The poor performance of the best models in computer vision - when tested over artworks - coupled with the lack of extensively annotated datasets for cultural heritage (CH), and the fact that artwork images depict objects and actions not captured by photographs, indicate that a CH-specific dataset would be highly valuable for this community.
DEArt was created with these challenges in mind. DEArt is a dataset for object detection and pose classification meant to be a reference for paintings between the 12th and 18th centuries. It contains more than 15,000 images, about 80% non-iconic, aligned with manual annotations for the bounding boxes identifying all instances of 69 classes as well as 12 possible poses for boxes identifying human-like objects. Of these, more than 50 classes are CH-specific and thus do not appear in other datasets; these reflect imaginary beings, symbolic entities and other categories related to art. Additionally, existing datasets do not include pose annotations. Our results show that object detectors for the CH domain can achieve a level of precision comparable to state-of-art models for generic images via transfer learning.
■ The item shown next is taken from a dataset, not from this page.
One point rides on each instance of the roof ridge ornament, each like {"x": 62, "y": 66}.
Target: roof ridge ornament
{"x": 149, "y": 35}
We are extending the annotations of DEArt with descriptions of the visual content for the images. To train a good description generation model, we are requiring each image to have 4-5 descriptions. This annotation set is being updated through a still-ongoing crowdsourcing campaign on the Zooniverse platform. Through this campaign, more than 6,000 images have been fully annotated with 4 or 5 descriptions. SGoaB will continue running this campaign at least until the 7,543 images uploaded on the platform are fully annotated.